Configurational entropy is the portion of the entropy of a system that is due to the location of the constituent particles. This is sometimes said to represent the disorder of the system.
As a metaphor, imagine two students. One student is considered disciplined and well behaved. During class, she can always be found in her seat quietly doing her work. She is considered orderly, and has a low entropy compared to her peers.
The second student, however, is not as well behaved. He is rarely in his assigned seat, can't be counted on to do his work, and at any moment he might be found in a multitude of locations around the school. This student represents disorder, and if he were a particle, he would have a high entropy compared to his peers.
In thermodynamics, the entropy is expressed in terms of the number of possible configurations that a set of particles could inhabit. One of the most important appearances of entropy is in the second law of thermodynamics, which defines the direction of time as the direction in which the entropy of an isolated system does not decrease. Hence entropy is antisymmetric in time.
Entropy is usually increased by adding heat or energy to a system. If the number of possible locations of each particle increases, the entropy of the system increases.
A closed box of 100 particles initially has no energy. If 1 eV of energy is slowly added to the box, what happens to the entropy of the particles?
Solution: The energy that is added to the box MUST go to the particles.
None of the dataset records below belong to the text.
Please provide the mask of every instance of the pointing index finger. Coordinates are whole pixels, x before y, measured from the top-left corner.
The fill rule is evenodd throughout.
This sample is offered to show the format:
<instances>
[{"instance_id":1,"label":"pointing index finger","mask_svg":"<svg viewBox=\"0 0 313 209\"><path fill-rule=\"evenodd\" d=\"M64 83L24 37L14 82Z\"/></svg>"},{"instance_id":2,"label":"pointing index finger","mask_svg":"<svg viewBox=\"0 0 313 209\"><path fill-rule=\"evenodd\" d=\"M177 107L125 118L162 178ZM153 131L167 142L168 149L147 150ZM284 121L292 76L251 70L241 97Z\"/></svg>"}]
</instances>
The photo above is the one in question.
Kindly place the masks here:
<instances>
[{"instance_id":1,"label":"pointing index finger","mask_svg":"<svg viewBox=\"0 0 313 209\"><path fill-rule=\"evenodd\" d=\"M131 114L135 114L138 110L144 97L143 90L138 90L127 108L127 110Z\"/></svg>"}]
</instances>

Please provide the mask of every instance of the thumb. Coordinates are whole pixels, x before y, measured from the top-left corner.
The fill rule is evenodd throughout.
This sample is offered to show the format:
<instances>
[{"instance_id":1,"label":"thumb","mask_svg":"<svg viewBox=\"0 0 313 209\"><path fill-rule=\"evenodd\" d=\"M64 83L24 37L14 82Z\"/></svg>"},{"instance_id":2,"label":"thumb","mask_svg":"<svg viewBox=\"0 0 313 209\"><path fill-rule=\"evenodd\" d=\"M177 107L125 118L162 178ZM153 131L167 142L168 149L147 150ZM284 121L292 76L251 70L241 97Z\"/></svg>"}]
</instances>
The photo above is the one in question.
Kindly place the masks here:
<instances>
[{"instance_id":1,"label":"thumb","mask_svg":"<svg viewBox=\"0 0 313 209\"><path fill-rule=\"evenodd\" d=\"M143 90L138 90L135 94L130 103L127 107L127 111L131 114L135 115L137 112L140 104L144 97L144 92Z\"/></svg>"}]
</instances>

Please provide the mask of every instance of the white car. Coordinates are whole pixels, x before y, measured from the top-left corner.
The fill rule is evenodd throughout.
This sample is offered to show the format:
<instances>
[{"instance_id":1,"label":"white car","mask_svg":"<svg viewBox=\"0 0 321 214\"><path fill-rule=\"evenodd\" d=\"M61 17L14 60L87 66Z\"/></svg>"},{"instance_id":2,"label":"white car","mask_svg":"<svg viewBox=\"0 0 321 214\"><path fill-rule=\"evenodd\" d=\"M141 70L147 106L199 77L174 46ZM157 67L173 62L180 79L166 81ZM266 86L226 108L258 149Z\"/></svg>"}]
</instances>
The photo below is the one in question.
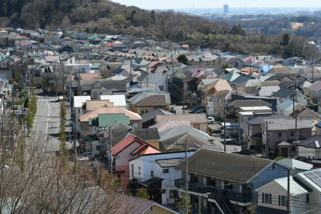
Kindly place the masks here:
<instances>
[{"instance_id":1,"label":"white car","mask_svg":"<svg viewBox=\"0 0 321 214\"><path fill-rule=\"evenodd\" d=\"M215 122L213 117L208 117L207 118L207 121L208 121L208 124L213 124Z\"/></svg>"}]
</instances>

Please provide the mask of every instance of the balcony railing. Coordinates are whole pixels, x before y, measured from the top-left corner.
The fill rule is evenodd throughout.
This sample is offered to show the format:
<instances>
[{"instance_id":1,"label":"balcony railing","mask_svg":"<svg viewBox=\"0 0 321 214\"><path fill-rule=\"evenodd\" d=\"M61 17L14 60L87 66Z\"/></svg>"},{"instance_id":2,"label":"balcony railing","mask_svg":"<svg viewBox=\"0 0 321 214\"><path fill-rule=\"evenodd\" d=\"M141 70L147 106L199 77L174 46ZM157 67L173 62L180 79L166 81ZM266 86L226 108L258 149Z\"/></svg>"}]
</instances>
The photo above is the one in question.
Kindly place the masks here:
<instances>
[{"instance_id":1,"label":"balcony railing","mask_svg":"<svg viewBox=\"0 0 321 214\"><path fill-rule=\"evenodd\" d=\"M175 180L175 187L185 189L186 182L183 179ZM240 192L237 190L228 189L221 189L211 187L210 186L199 186L195 184L188 183L188 191L197 192L198 193L205 194L208 192L211 194L208 196L209 198L215 199L216 197L226 198L229 200L240 203L247 203L252 201L252 195L250 192Z\"/></svg>"}]
</instances>

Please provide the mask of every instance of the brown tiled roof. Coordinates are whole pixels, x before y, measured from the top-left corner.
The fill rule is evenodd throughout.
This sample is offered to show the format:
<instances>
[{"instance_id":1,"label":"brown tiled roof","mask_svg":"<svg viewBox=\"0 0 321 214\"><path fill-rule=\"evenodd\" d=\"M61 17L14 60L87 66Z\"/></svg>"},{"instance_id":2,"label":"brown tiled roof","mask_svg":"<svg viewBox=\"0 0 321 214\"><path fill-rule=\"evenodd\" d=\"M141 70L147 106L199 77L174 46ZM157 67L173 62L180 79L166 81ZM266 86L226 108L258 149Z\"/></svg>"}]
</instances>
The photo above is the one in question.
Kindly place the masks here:
<instances>
[{"instance_id":1,"label":"brown tiled roof","mask_svg":"<svg viewBox=\"0 0 321 214\"><path fill-rule=\"evenodd\" d=\"M165 96L149 96L135 104L135 106L165 106Z\"/></svg>"},{"instance_id":2,"label":"brown tiled roof","mask_svg":"<svg viewBox=\"0 0 321 214\"><path fill-rule=\"evenodd\" d=\"M125 113L125 115L129 117L130 120L141 120L142 118L138 114L131 112L126 109L118 107L103 107L97 109L80 117L80 122L88 122L89 119L98 117L98 114L108 113Z\"/></svg>"},{"instance_id":3,"label":"brown tiled roof","mask_svg":"<svg viewBox=\"0 0 321 214\"><path fill-rule=\"evenodd\" d=\"M235 182L246 182L273 161L201 149L188 158L189 172ZM185 164L175 169L184 171Z\"/></svg>"},{"instance_id":4,"label":"brown tiled roof","mask_svg":"<svg viewBox=\"0 0 321 214\"><path fill-rule=\"evenodd\" d=\"M99 79L99 75L97 73L92 73L89 74L80 74L81 80L91 80L92 79ZM77 74L77 77L79 75Z\"/></svg>"},{"instance_id":5,"label":"brown tiled roof","mask_svg":"<svg viewBox=\"0 0 321 214\"><path fill-rule=\"evenodd\" d=\"M104 106L114 107L114 103L108 100L86 100L85 105L87 111L93 111Z\"/></svg>"},{"instance_id":6,"label":"brown tiled roof","mask_svg":"<svg viewBox=\"0 0 321 214\"><path fill-rule=\"evenodd\" d=\"M192 124L207 123L207 119L205 114L157 115L155 120L157 123L166 121L189 121Z\"/></svg>"}]
</instances>

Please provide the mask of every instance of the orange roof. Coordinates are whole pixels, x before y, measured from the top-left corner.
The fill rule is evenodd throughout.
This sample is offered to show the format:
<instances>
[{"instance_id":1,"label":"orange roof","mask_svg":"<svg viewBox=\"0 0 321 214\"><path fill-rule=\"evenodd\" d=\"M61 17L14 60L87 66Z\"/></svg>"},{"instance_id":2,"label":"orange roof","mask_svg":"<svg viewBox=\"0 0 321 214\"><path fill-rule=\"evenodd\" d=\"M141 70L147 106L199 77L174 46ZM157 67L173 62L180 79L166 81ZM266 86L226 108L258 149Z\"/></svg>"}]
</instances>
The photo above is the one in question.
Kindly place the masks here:
<instances>
[{"instance_id":1,"label":"orange roof","mask_svg":"<svg viewBox=\"0 0 321 214\"><path fill-rule=\"evenodd\" d=\"M125 115L129 117L130 120L141 120L142 118L138 114L130 111L124 109L119 107L103 107L95 110L88 112L87 114L81 115L80 117L80 121L81 122L88 122L90 119L95 118L98 116L98 114L113 114L124 113Z\"/></svg>"},{"instance_id":2,"label":"orange roof","mask_svg":"<svg viewBox=\"0 0 321 214\"><path fill-rule=\"evenodd\" d=\"M123 44L120 41L114 41L113 42L113 44Z\"/></svg>"},{"instance_id":3,"label":"orange roof","mask_svg":"<svg viewBox=\"0 0 321 214\"><path fill-rule=\"evenodd\" d=\"M120 152L124 150L134 142L140 143L139 146L137 147L130 154L133 155L145 155L146 154L160 153L160 151L153 147L152 145L141 139L129 134L126 137L123 138L118 143L113 146L112 153L114 155L116 155Z\"/></svg>"},{"instance_id":4,"label":"orange roof","mask_svg":"<svg viewBox=\"0 0 321 214\"><path fill-rule=\"evenodd\" d=\"M77 74L77 76L79 77L79 74ZM99 75L97 73L80 74L80 76L81 80L91 80L92 79L99 79Z\"/></svg>"}]
</instances>

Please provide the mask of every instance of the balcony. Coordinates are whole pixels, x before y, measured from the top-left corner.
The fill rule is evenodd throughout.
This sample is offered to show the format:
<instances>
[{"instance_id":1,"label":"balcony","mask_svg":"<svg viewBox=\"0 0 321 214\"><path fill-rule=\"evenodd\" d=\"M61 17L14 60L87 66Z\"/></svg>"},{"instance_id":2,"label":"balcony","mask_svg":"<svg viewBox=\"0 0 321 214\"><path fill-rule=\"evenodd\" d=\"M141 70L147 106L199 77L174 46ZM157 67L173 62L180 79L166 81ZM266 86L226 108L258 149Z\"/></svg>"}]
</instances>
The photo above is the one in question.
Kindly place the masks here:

Initially, since the particles have no energy, there is only one possible configuration for the set: the zero energy configuration. However, once 1 eV of energy has been introduced to the box, the many different ways in which that 1 eV can be distributed amongst the particles creates degeneracy, which means there are a bunch of different possible arrangements the particles could be in. Hence, entropy increased.
In order for the entropy of a system to decrease, the number of possible arrangements for the particles in the system must decrease, usually due to a decrease in the cumulative energy of the system.
Additionally, in order to not violate the second law of thermodynamics, the system MUST be allowed to exchange energy with some other system. On the whole, the entropy of the two together must remain constant or increase. Therefore, in order for the entropy of a system to decrease, the entropy of a connected system must increase by an equal or greater amount.
The number of possible arrangements of the particles must decrease.
In order for the entropy of a system to decrease, the entropy of a connected system must increase by an equal or greater amount.
A glass of room temperature water is placed in a freezer and allowed to freeze. Does the entropy of the system increase or decrease?
Solution: Intuition says that a decrease in temperature corresponds to a decrease in entropy, but make sure the rules are satisfied.
Since the water is going passing from its fluid state to its solid state, the particles are becoming frozen in place, and while they may exhibit some vibratory motion, the restriction of their position decreases the number of possible arrangements for the particles.
The connected system is the freezer, which absorbs the heat from the water, increasing its own entropy in order to allow that of the water to decrease.